Aux USA, plus de la 1/2 des pilotes ont franchi le pas. Dans les aéro-club français, c’est une vraie traînée de poudre.

Ce succès est dû avant tout à l’extrême polyvalence du produit : pour un prix bien moindre que la plupart des GPS portables, vous avez un GPS à grande carte, et tout un ensemble d’applications très utiles, en sus de l’utilisation de la tablette à la maison. Mais gare aux désillusions pour qui n’a pas réfléchi un tant soit peu à l’adaptation de l’outil aux contraintes très spécifiques du pilotage.

Voici quelques conseils pour un choix et une utilisation optimales :

 

 

  1. 1 – iPad ou tablette sous Androïd ?

 

Pourquoi dépenser 369€ (prix de l’iPad mini Wi-Fi+Cellular équipé GPS), alors que la tablette de Google Nexus 9  coûtant 399€ semble plus puissante?
Tout simplement pour les mêmes raisons qui président au succès des produits à la pomme : l’intelligence de la conception, l’optimisation et l’homogénéïté du produit, et surtout la qualité et la stabilité des applications disponibles. C’est particulièrement vrai dans le monde de l’aviation, qui privilégie qualité, simplicité et robustesse.
Les applications phares sont essentiellement développées pour l‘IOS d’Apple et ses tablettes, et ensuite adaptées (plus ou moins bien) pour Androïd plus tard, et encore moins bien pour les tablettes Androïd.
Et il est significatif qu’aujourd’hui, l’iPad est la seule et unique tablette approuvée par la FAA pour remplacer le manuel de vol des avions de ligne, que les pilotes d’American Airlines utilisent en vol. Jeppesen a même fait des tests de décompressionamericanairlines
Donc, pour un budget similaire, l’iPad s’impose.
Si vous optez pour une tablette sans puce GPS, comme la Kindle FireHD7, et les iPad non Cellular (seulement Wi-Fi), il faudra acquérir un module GPS complémentaire (compter 100€).
Enfin, il n’est pas nécessaire d’avoir la dernière version : un iPad 2 d’occasion suffira à faire tourner Air navigation Pro, compatible iOS 7.0 ; ou Mach7, compatibe iOS 6.0. Voir cet article.
Mise à jour Octobre 2013 : Retour d’expérience d’utilisateurs proches : iPad mini : parfait en lisibilité et fluidité, Airnavpro fonctionne bien.
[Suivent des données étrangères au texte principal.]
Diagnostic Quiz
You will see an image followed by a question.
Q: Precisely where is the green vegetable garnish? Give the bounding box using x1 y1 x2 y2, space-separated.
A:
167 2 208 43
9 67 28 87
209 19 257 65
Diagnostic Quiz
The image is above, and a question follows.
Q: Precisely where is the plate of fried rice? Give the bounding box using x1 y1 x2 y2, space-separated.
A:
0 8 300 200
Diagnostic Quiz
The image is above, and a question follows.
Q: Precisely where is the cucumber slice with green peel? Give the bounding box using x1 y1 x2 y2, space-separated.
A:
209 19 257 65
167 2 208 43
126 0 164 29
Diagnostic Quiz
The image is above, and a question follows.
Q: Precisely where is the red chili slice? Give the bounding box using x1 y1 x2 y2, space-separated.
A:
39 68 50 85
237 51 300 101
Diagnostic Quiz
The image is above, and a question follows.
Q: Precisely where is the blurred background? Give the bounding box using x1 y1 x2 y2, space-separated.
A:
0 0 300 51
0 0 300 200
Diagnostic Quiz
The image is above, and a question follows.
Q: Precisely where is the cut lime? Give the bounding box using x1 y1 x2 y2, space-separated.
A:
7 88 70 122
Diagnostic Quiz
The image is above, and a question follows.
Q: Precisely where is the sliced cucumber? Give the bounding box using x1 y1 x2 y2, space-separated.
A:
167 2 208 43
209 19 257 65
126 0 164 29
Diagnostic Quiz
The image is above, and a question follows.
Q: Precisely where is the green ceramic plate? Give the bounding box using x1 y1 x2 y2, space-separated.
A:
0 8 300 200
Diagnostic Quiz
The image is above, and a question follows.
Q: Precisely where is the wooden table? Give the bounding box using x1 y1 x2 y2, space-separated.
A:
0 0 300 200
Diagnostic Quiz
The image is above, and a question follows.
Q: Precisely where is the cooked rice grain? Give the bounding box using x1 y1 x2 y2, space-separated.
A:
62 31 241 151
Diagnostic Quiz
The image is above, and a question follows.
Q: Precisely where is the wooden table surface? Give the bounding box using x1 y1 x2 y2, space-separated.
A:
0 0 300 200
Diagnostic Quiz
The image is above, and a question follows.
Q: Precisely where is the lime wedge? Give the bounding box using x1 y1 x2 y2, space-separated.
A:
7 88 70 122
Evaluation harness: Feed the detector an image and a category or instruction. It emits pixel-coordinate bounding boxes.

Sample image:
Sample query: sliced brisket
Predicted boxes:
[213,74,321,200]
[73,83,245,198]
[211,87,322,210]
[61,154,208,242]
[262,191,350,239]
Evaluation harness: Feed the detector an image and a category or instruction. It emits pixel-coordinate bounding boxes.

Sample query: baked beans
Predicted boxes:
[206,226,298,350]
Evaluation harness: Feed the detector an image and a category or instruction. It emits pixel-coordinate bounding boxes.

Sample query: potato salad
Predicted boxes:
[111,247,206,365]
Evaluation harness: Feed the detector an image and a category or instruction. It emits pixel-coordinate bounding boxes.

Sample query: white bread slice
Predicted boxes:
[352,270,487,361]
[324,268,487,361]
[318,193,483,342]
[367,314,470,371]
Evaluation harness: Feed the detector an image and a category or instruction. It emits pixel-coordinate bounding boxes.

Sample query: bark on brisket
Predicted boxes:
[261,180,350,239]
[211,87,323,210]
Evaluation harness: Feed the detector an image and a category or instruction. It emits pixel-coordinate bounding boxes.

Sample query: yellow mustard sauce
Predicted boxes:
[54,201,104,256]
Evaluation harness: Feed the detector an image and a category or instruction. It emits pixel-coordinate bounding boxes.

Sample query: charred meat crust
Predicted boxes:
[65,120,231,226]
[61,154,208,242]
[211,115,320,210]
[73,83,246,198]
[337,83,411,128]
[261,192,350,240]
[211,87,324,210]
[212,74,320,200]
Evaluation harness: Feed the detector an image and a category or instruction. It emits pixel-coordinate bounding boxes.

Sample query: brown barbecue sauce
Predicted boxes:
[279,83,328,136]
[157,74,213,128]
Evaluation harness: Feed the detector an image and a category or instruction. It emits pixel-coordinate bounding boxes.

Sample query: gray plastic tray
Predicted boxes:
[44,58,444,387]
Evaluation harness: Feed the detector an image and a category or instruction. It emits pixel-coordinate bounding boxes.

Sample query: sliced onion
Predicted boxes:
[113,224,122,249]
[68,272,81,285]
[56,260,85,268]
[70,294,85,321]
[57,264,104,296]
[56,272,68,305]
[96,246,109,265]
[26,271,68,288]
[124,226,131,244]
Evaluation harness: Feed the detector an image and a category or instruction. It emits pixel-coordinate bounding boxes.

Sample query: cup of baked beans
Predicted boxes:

Par contre, Nexus 7 (version 2012) : lisibilité décevante, mauvais fonctionnement du GPS et d’Airnavpro.
Autre alternative : l’iPhone 6 plus
Avec son grand écran 5,5″, le dernier iPhone peut jouer les petites tablettes. C’est tout l’intérêt de cet appareil qui tend à remplacer l’usage de l’iPad, en y rajoutant l’intérêt de la connexion internet pour récupérer des infos météo en vol. On arrive maintenant à capter la 4G ou la 3G jusqu’à 3000 ft/sol. Néanmoins, pour des raisons d’autonomie, redondance et lisibilité, avoir une tablette reste préférable.
  1. 2 – iPad 10″ ou iPad mini ?

 

Les cockpits sont des endroits où l’espace est compté. D’où l’intérêt d’un instrument qui regroupe plusieurs documents… comme IMG_0051l’iPad : Le log de nav, la carte OACI, la carte SIA, les cartes VAC, les cartes météo, et les notam… « Sur le papier », ça tient, c’est réalisable. D’autant mieux que la tablette est grande, comme une 10″. Dans les faits, c’est compliqué, car jongler d’un écran à l’autre peut devenir hasardeux, et le pilote est attaché à la redondance des équipements pour faire face aux pannes éventuelles, et conserve quand même ses cartes papier en vol.
Du coup, le format 10″ des iPad  2, 3 et 4 n’est pas si utile que ça, et s’avère même plutôt encombrant. Surtout dans les cockpits équipés d’un manche à balai central, comme dans les Robin. Avec un volant qui tombe sur les genoux type Piper, c’est guère mieux.
Là, le format iPad mini (7,9″ quand même) s’avère idéal. La résolution de 1 024 x 768 pixels du mini (inférieure au dernier modèles  mini2) est très largement suffisante. Et à encombrement égal, l’iPad mini offre un écran plus grand de 35% par rapport aux tablettes 7″.
  1. 3 – Comment améliorer la lisibilité de l’écran de l’iPad

 

Ce qui frappe le plus au départ, c’est à quel point l’écran devient un vrai miroir dès lors que le soleil inonde le cockpit. Surtout avec la tablette en position horizontale. Assez fâcheux, d’autant que le pilote porte presque toujours des lunettes de soleil, ce qui n’arrange pas les choses. 
C’est sans doute l’une des principaux éceuils à l’utilisation d’une tablette en avion, sauf à voler par temps couvert.
On peut y remédier en appliquant un filtre antireflet à sa chère ardoise. On en trouve facilement.
il faudra quand même régler la luminosité au maximum, et préférer une tablette à fort contraste.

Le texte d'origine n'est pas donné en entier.